The preprocessing step cannot be overlooked in any machine learning project. We noticed something odd in our initial merging of the global hunger, world happiness, and world mental health datasets: there were many NaN values. Furthermore, many of the countries did not have mental health statistics until 2006, while others started in 1990. We initially assumed this was due to a lack of sampling, and that other countries weren't included until 2006. This was a consequence of not looking close enough at our original data set. Upon further examination, we found that all of the countries in the mental health data set were reported from 1990 to 2017, so we concluded that the problem was due to our merging. 

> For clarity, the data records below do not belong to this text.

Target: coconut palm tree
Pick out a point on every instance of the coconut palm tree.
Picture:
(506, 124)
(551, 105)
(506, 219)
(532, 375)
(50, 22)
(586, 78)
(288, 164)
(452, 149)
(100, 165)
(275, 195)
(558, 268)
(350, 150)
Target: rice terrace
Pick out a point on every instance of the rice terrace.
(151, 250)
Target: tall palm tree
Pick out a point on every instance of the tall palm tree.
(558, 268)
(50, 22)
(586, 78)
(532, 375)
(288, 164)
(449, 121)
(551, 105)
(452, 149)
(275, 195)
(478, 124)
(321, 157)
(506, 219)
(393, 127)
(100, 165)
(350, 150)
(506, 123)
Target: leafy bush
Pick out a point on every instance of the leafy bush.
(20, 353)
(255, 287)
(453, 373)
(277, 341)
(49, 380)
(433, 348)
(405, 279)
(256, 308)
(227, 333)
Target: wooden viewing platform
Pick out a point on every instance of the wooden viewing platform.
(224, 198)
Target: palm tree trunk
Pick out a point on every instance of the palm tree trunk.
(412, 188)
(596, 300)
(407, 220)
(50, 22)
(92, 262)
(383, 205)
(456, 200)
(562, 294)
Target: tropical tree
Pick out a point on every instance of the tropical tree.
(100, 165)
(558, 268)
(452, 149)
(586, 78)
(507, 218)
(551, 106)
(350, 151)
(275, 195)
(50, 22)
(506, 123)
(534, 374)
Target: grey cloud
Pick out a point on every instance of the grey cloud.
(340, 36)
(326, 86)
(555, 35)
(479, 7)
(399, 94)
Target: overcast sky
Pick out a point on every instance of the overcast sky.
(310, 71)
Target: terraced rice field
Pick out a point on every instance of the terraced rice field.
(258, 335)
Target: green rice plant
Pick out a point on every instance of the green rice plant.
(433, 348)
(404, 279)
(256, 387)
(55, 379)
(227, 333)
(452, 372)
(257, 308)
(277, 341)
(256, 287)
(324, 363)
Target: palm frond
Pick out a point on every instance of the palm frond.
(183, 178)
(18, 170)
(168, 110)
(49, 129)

We experimented with different types of merging that were expanded upon in class, and we found that the outer merge (our initial approach) and the left merge yielded thousands of NaN values. This was far too risky to impute because it could significantly alter models. However, the right merge only had 341 missing values, which would be very easy to impute considering the scope of the data. However, one of the disadvantages of this new merge was that we had to eschew the global hunger data set altogether. Although this was an excellent predictor to include, the data only showed rates from 2000, 2006, 2012, and 2020, so our timespan was quite limited. 

Another point of contention was how we originally dropped the NaN values. This also influenced our merge, because we did not consider that some of the country codes may have contained NaN values. Therefore, many country rows were removed from our data set, which did not give us the full scope of what we could analyze. To fix this problem, we modified our program so that the "Code" and "index" columns were dropped before we dropped the NaN values. 

We also feature engineered the mental health columns in order to obtain an overall mental health score. For each row for all of the disorder columns, we computed a score based on the quantile the rate belonged to. For instance, if a country-year pair had a schizophrenia rate of 0.21%, it would be above the 50th percentile, so we would give it a score of 3. 

After computing the scores for each disorder, we applied a function that summed up the scores for all 7 columns, and added a new column with the sum of the scores. This sum ranged from 7 to 28, so we decided to compute the quantiles again, but with categories of "Low", "Medium-Low", "Medium-High", and "High". For example, if a row had a total score of 15, it would fall in the "Medium-Low" category. 

We dropped all of the mental health columns so that the only information would be the outcome category. This feature engineering allowed us to create a more effective model, but we also ran into another problem: two of the environmental factors (GDP per capita and lifespan) were highly correlated. Therefore, we had to perform dimension reduction in the form of a PCA to get a less overfitted model. 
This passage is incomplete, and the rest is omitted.